How are ya' now?!?

Greetings from the Staff at Minnesota Steelheader, the season is CHANGING! In a sure sign of spring, an enormous tom turkey sporting a brilliant red, white, and blue head tried to kamikaze my car as I was driving to work this week. I slammed on the brakes and honked, he just puffed up and yelled at me from the middle of the road, well, triple-gobbled anyway, but it amounts to the same thing. The chickadees and cardinals are singing their spring songs and sandhill cranes recently made a first appearance.

    Where I am we've had a couple of uncomfortably warm days though full of welcome sunshine. This led to lots of running water and our street becoming a temporary lake due to a blocked storm drain. I got out the tamper-bar, chipped open the grate and watched a spectacular whirlpool develop. The neighbor kids were none to happy with me, my efforts had ruined their carefully constructed hydro-engineering project but when I pointed to the rapidly growing whirlpool, they rushed over and started a new game. Soon ice chunks and snowballs were being sent to their doom after a wild ride through the whirling maelstrom to the delight of a growing crowd of kids.

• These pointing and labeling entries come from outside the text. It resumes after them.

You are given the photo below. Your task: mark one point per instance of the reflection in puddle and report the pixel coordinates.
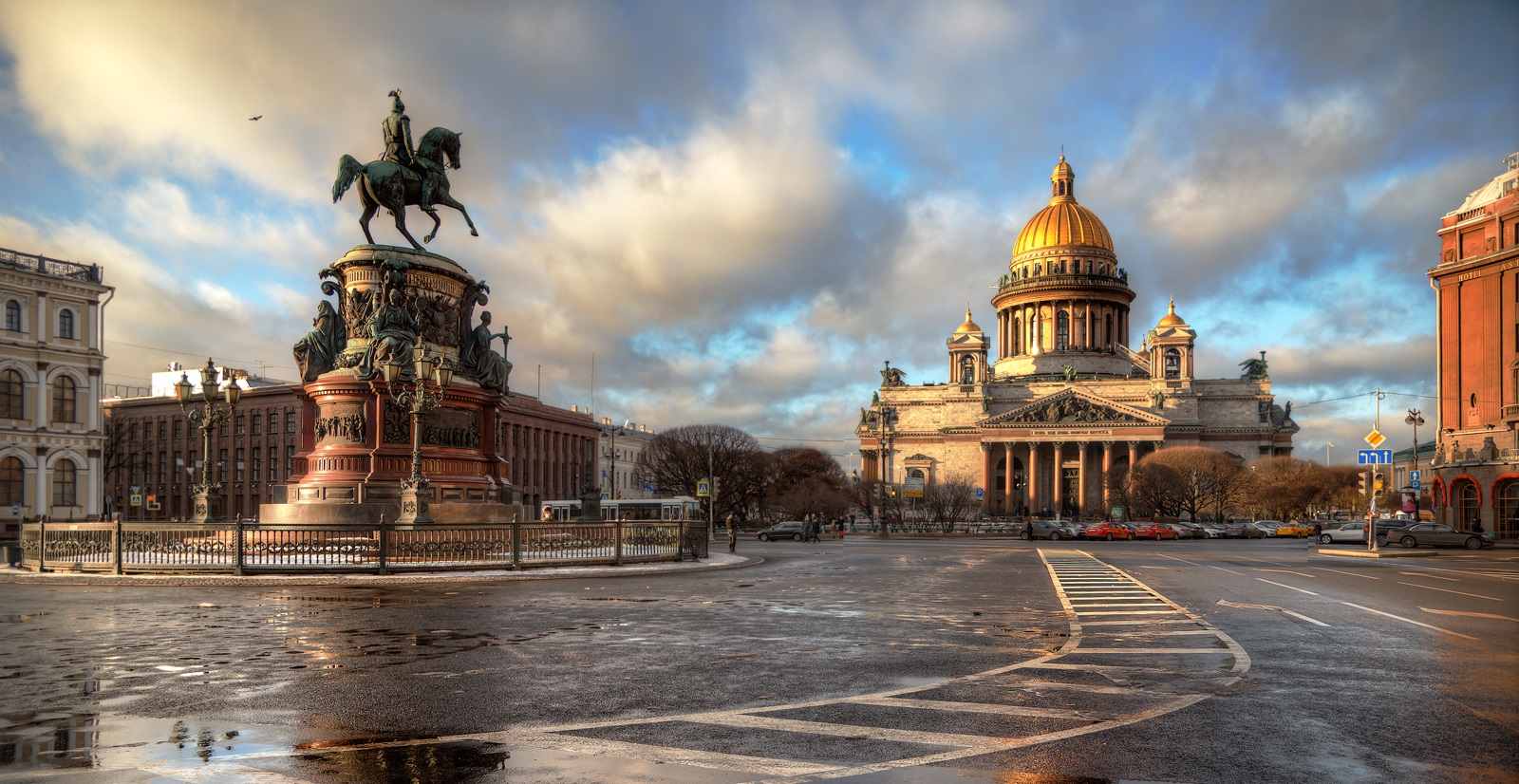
(429, 763)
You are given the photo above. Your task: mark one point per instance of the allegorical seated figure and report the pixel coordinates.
(318, 351)
(392, 333)
(478, 362)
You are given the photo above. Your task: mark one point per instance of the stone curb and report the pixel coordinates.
(1379, 553)
(714, 563)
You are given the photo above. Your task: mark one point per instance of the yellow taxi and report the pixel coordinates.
(1295, 529)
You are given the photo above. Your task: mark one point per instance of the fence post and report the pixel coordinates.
(237, 548)
(384, 551)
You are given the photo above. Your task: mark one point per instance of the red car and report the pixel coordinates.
(1152, 531)
(1109, 531)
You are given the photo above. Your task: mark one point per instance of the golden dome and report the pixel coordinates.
(1172, 319)
(1063, 220)
(969, 326)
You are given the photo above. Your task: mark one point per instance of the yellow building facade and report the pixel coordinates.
(1065, 399)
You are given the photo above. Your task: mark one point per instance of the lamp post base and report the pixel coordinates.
(205, 506)
(415, 498)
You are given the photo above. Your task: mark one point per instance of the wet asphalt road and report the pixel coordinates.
(281, 684)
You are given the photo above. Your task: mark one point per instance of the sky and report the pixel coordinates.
(736, 212)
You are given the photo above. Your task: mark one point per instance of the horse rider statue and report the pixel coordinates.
(397, 129)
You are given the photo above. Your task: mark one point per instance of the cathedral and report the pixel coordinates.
(1065, 399)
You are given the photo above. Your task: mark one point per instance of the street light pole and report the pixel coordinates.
(205, 495)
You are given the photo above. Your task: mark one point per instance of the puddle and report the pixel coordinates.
(422, 763)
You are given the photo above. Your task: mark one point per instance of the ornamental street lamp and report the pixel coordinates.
(205, 495)
(429, 386)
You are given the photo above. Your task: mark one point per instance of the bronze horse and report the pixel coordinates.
(394, 187)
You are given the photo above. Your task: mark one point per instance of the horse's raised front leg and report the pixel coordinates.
(448, 199)
(437, 222)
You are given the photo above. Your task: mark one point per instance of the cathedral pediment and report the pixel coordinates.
(1071, 407)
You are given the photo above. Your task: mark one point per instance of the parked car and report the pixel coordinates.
(794, 531)
(1295, 529)
(1243, 531)
(1050, 529)
(1343, 532)
(1109, 531)
(1153, 531)
(1435, 535)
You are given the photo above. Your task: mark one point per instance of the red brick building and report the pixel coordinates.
(1477, 296)
(151, 445)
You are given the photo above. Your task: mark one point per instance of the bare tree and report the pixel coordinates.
(676, 459)
(949, 500)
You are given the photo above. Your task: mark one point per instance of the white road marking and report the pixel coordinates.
(1410, 620)
(1351, 573)
(1450, 591)
(1432, 576)
(1276, 608)
(1470, 614)
(1299, 589)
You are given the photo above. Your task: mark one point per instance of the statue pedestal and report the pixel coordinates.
(356, 441)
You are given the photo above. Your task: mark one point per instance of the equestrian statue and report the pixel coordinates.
(404, 175)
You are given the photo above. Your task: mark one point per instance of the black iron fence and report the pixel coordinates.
(270, 549)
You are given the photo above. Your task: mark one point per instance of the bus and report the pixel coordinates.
(678, 508)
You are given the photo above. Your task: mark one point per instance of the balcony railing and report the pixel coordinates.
(273, 549)
(49, 266)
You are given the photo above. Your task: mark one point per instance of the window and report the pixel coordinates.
(12, 485)
(65, 399)
(66, 483)
(11, 396)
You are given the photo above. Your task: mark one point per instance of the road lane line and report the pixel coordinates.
(1410, 620)
(1470, 614)
(1450, 591)
(1299, 589)
(1273, 607)
(1351, 573)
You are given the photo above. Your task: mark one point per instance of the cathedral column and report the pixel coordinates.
(1060, 475)
(987, 475)
(1108, 465)
(1033, 477)
(1007, 480)
(1080, 477)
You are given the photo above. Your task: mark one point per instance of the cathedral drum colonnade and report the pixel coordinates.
(1067, 399)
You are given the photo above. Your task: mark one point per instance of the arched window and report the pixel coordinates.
(1468, 503)
(66, 483)
(65, 400)
(1506, 508)
(11, 396)
(12, 487)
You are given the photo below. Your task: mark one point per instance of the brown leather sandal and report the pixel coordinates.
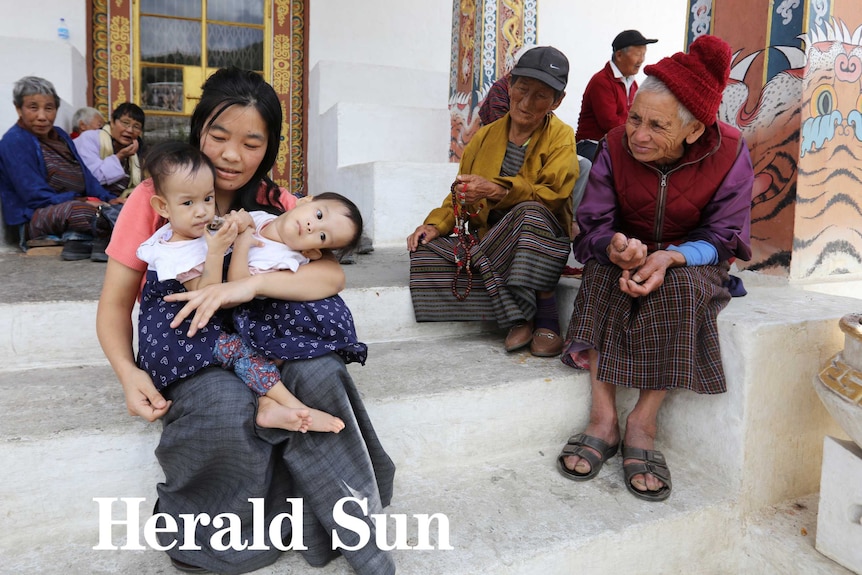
(577, 446)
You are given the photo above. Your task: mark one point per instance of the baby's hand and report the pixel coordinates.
(242, 218)
(222, 239)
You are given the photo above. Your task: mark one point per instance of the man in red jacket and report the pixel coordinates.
(611, 91)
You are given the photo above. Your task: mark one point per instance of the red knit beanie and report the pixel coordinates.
(698, 78)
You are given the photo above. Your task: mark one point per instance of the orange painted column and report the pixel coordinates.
(827, 233)
(795, 93)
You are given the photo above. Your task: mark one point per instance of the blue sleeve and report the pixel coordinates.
(92, 185)
(697, 253)
(26, 177)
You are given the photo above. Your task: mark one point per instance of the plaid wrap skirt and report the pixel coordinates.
(215, 459)
(668, 339)
(523, 253)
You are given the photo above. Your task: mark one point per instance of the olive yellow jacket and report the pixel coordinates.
(548, 174)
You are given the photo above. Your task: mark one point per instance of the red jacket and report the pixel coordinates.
(662, 210)
(604, 106)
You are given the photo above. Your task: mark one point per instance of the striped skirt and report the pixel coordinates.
(523, 253)
(665, 340)
(57, 219)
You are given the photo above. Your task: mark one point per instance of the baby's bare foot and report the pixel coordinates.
(272, 414)
(322, 421)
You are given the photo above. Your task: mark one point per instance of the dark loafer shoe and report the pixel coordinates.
(98, 254)
(519, 336)
(186, 567)
(546, 343)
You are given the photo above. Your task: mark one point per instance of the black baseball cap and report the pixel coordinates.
(628, 38)
(546, 64)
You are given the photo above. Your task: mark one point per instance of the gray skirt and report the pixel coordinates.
(523, 253)
(215, 459)
(664, 340)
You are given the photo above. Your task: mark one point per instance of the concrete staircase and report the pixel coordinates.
(474, 431)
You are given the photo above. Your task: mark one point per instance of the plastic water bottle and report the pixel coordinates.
(63, 30)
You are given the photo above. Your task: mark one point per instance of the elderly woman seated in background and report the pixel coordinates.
(45, 188)
(112, 153)
(667, 205)
(510, 213)
(86, 119)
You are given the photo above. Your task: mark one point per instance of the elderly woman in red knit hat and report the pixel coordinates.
(666, 207)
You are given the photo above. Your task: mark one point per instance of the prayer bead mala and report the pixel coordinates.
(464, 240)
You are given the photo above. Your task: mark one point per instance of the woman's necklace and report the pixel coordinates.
(465, 241)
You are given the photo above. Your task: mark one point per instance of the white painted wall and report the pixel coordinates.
(407, 34)
(29, 46)
(417, 35)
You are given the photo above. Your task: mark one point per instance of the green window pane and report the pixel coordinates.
(234, 46)
(181, 8)
(162, 89)
(167, 41)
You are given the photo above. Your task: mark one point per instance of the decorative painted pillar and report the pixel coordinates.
(112, 76)
(794, 93)
(827, 238)
(485, 36)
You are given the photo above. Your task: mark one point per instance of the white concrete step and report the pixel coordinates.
(375, 132)
(395, 197)
(55, 325)
(332, 82)
(510, 516)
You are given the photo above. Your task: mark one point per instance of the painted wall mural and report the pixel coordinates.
(112, 74)
(485, 36)
(762, 99)
(796, 94)
(828, 228)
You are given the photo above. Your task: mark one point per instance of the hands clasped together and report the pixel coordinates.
(643, 273)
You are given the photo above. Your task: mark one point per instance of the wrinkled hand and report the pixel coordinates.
(241, 218)
(423, 234)
(142, 398)
(626, 253)
(648, 277)
(128, 151)
(203, 303)
(471, 188)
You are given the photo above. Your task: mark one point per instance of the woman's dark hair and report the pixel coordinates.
(167, 158)
(131, 110)
(353, 214)
(235, 87)
(557, 93)
(33, 86)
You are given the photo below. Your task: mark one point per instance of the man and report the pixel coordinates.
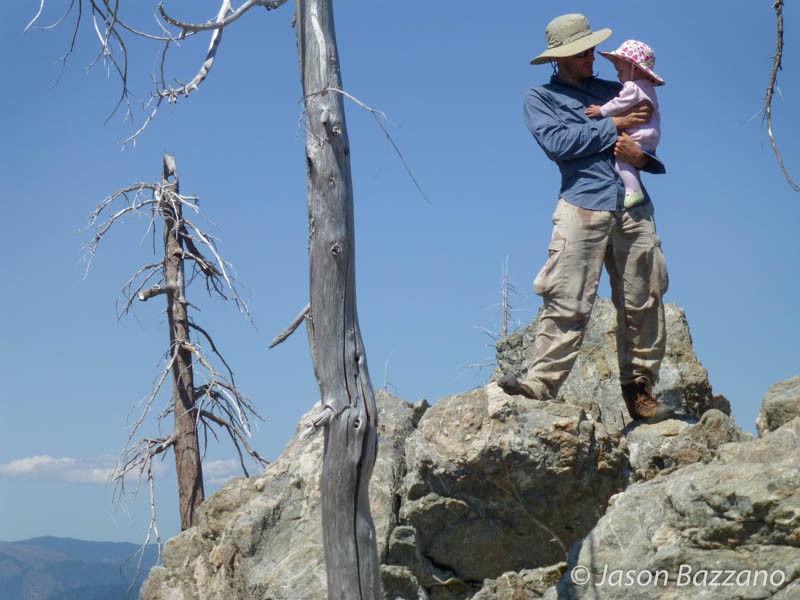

    That particular drain empties into series of storm-water retention ponds connected by a channel. The channel runs alongside my yard and being a stream aficionado, I had previously constructed my own hydro-engineering project; a series of rock cribs that in early fall are surrounded by blooming spotted touch-me-not's that attract scores of migrating hummingbirds. The touch-me-not's won't poke their heads above ground until the snow is long gone, but as long as there is running water, the channel whispers and babbles and speaks of spring and trout and steelhead. 

    The North Shore streams, much like the touch-me-not's, are slumbering beneath a blanket of snow and ice. If there were such thing as a water neuroscientist, they might tell you that the rivers are in REM sleep and dreaming their watery dreams:


     But that's about to change. We're starting to see signs of them waking up with the gauges indicating increasing overflow from snow melt. And while the heavy snow pack makes life difficult for wildlife along the North Shore, we're currently looking at conditions that are setting up potentially ideal run conditions. Snow water equivalents along the North Shore are running around 4-10":

    It's hard to imagine but we are already in the deep breath before the plunge. One can never predict with certainty but we are now less than 25 days out from the historical steelhead return peaks on the Lower Shore. One great information source providing snow melt progressions, snow water equivalents and current conditions is the NOAA Regional Snow Analyses: Northern Great Lakes tool. You can follow the data by day, play it out for the prior two weeks, or watch an entire season. 

     MODIS satellite imagery is another good resource when trying to figure out early-season conditions. The 250 meter resolution in the images, provided there's no cloud cover, is plenty good enough to identify sediment plumes when they are blooming out into the lake, a sure sign of streams opening up.   It's all pretty fascinating stuff actually and beats sitting at home wondering what is going on:


     We are closely monitoring conditions and will keep you posted as we spot anything of interest. Until then, wishing you all the best in the season that is to come!